東京ダートは、どう見ても仕上がり途上のアジアエクスプレスがモノの違いを見せつけた。ヘニーヒューズ産駒。完成形を早く見たい。
芝の方は、大混戦の入線も人気のオメガハートロックが、最後頭一つ抜け出した。人気薄のネオの仔を狙っていたのだが…。
マイルCS展望
富士Sを見て、スワンS次第だなと思っていた。
スワンSを見て、混乱してしまった。
ならば天皇賞から、何頭出てくるのか?
これでは軸馬選定さえままならない。
ただ、天皇賞組なら狙い目の馬がいた。
トウケイヘイロー
ジャスタウェイ
コディーノ
レッドスパーダ
が、この4頭は出てきそうにない。すでに、3頭が放牧に出されている。
残るトウケイヘイローも、天皇賞の次にマイルCSに挑んでくるかもしれないから、サダムパテックがスワンSで乗り替わりになったとも勘繰ったのだが、こちらもはっきりしない。
そもそも、12月以降の中距離重賞の番組は充実しているわけで、安田記念がダメでマイルCSはいいというのでは言い訳も難しい。
レッドスパーダが出てきたら狙いたかったが。
さて、ダノンシャークとショウナンマイティが今年の中心馬なのだが、奇しくもお互い前走二桁体重減。休み明けのマイティは人気を裏切り、連続体重減で連続連対したダノンも両方とも反動が気になる。
それにカレンブラックヒルは休み明け。スワンSもGⅠ実績馬の凡走で波乱では、枠や馬場状態もかなり結果に影響してきそうだ。

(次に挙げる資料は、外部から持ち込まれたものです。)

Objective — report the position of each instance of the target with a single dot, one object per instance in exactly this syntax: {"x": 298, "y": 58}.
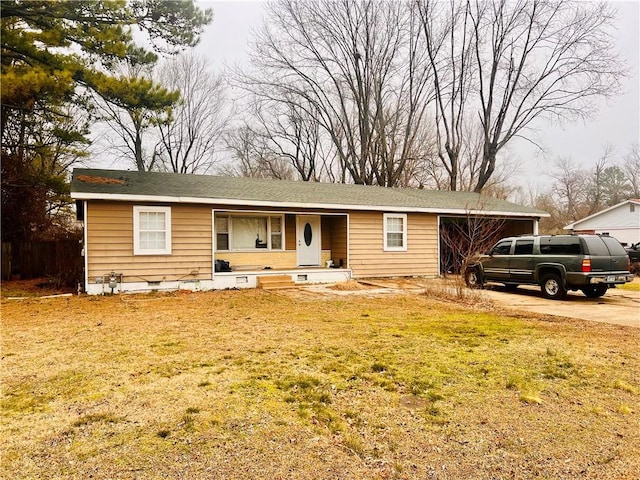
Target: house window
{"x": 248, "y": 232}
{"x": 395, "y": 232}
{"x": 151, "y": 230}
{"x": 222, "y": 233}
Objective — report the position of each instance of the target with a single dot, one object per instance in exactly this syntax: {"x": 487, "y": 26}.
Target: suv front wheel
{"x": 552, "y": 287}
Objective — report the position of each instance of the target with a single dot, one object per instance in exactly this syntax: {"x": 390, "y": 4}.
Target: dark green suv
{"x": 558, "y": 263}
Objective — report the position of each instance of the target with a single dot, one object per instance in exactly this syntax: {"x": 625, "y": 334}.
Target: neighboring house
{"x": 622, "y": 221}
{"x": 151, "y": 231}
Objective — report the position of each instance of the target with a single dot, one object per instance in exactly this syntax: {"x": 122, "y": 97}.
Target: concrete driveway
{"x": 620, "y": 307}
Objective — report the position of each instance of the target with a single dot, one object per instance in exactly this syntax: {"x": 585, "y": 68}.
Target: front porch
{"x": 248, "y": 278}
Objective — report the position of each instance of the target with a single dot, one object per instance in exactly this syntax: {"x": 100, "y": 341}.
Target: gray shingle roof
{"x": 168, "y": 187}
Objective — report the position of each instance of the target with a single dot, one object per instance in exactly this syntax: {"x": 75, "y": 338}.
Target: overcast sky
{"x": 225, "y": 42}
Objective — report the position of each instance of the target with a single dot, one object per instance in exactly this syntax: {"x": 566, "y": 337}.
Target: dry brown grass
{"x": 252, "y": 384}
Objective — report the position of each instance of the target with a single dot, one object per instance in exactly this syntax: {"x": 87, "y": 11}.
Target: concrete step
{"x": 274, "y": 282}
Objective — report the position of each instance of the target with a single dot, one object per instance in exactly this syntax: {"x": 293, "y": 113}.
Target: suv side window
{"x": 560, "y": 246}
{"x": 524, "y": 247}
{"x": 614, "y": 246}
{"x": 596, "y": 246}
{"x": 502, "y": 248}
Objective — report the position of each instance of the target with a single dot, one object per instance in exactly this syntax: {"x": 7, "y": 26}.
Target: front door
{"x": 309, "y": 243}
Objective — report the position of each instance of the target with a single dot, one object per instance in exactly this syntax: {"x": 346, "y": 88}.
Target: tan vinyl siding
{"x": 110, "y": 244}
{"x": 368, "y": 259}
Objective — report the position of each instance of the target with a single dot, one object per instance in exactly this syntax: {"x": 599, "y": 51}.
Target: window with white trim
{"x": 395, "y": 232}
{"x": 151, "y": 230}
{"x": 249, "y": 232}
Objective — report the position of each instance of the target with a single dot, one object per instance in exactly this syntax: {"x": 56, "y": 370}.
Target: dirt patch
{"x": 36, "y": 287}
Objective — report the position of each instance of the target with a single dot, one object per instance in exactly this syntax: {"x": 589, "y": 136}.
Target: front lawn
{"x": 252, "y": 384}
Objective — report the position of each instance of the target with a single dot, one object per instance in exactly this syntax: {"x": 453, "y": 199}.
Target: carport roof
{"x": 125, "y": 185}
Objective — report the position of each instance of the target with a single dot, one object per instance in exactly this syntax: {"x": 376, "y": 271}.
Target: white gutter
{"x": 303, "y": 205}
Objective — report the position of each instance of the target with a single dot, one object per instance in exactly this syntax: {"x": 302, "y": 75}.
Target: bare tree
{"x": 503, "y": 64}
{"x": 252, "y": 158}
{"x": 631, "y": 167}
{"x": 133, "y": 114}
{"x": 357, "y": 68}
{"x": 192, "y": 135}
{"x": 462, "y": 238}
{"x": 448, "y": 41}
{"x": 539, "y": 58}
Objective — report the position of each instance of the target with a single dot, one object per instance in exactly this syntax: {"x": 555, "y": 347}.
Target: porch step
{"x": 274, "y": 282}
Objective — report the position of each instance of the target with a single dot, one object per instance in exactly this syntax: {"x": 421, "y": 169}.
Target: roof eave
{"x": 302, "y": 205}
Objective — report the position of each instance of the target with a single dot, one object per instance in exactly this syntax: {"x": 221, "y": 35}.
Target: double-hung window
{"x": 151, "y": 230}
{"x": 395, "y": 232}
{"x": 248, "y": 232}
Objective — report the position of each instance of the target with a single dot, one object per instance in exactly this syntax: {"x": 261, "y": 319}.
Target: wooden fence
{"x": 59, "y": 260}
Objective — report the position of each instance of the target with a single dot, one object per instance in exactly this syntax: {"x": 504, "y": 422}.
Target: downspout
{"x": 439, "y": 263}
{"x": 85, "y": 246}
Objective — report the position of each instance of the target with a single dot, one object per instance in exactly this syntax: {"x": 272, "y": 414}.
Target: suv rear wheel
{"x": 472, "y": 278}
{"x": 595, "y": 291}
{"x": 552, "y": 287}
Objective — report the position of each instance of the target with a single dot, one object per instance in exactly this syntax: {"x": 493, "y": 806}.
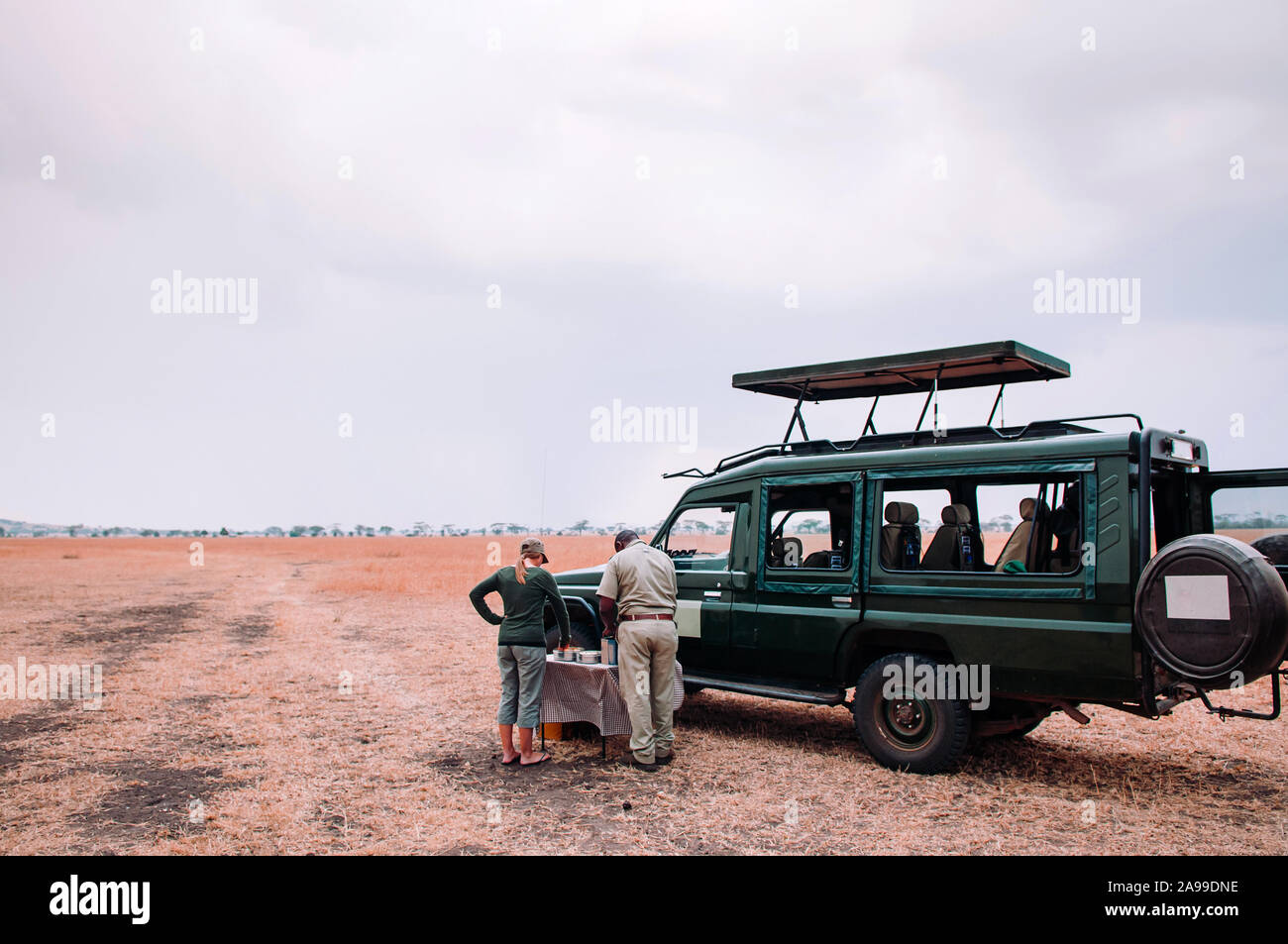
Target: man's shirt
{"x": 642, "y": 579}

エクセラントカーヴやレッドオーヴァルなど、古馬オープンのキャリアが浅い牝馬への期待感はあるが、ブルーメンブラッドみたいに劇的な成長があるとも思えない。
そういう意味では、人気薄に狙いを絞るのも面白いか。
リルダヴァル
…重賞未勝利も京都3勝。
ダイワマッジョーレ
…実質初の休み明けで2着。常に上がり3F出走馬上位。
ラトルスネーク
…休み明け激走後の中一週で凡走。ナスルーラ偏重の血統構成はウオッカと同じ。
万券狙いでいきたい。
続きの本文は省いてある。